The strongest objection arrived the same day, and it is not weak. A piece argued that AI adoption is following the J-curve of general-purpose technology — like the electrification of American factories, which took years of capital outlay before any productivity gain showed up in the data. On this reading, the bears measuring "no ROI" are using instruments that simply can't see the output yet. The cost comes first because it always comes first; the value is dark because it is early, not because it is absent. Factory electricity looked like a cost sink for two decades before it rewired the entire economy.

This is the right counter-argument, and it does not break the pattern — it sharpens it. Concede the whole J-curve. Assume the value is real and merely lagging. The asymmetry still holds, and it is the entire point: the cost is legible now, and the value will not be legible for years. That gap is not a measurement error to be corrected. It is the structural condition of the next phase. The bull and the bear are not disagreeing about whether AI works. They are disagreeing about a dashboard that neither of them can read — while the meter, which both of them can read, keeps climbing.

The therefore

When the meter runs faster than the dashboard, the people paying the bill demand proof of return before proof is possible. That is the force that governs what comes next — not the capability of the models, but the widening distance between a cost that is legible to the cent and a value that is dark for years. Every actor on May 31 was responding to the cost side, because the cost side is the only side with numbers. The developer cancels the subscription, the regulator writes the rule, the sovereign wealth fund commits the €75 billion — all reading the same loud meter, none of them able to read the dashboard that would tell them whether it was worth it.

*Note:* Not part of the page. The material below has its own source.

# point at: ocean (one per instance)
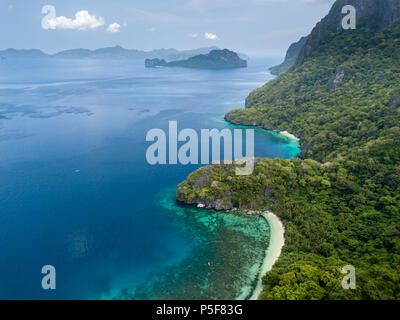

The subsidy era hid this. It let everyone build, adopt, and deploy without confronting the price, on the implicit promise that the value would arrive before the bill did. On May 31 the bill arrived first — at three layers, in one day — and the value stayed dark. The question for the next phase is not whether AI delivers. It is who keeps paying a meter they can read for an output they can't, and for how long. The reckoning was never going to be technological. It was always going to be the moment the meter got ahead of the dashboard, and everyone could see the gap.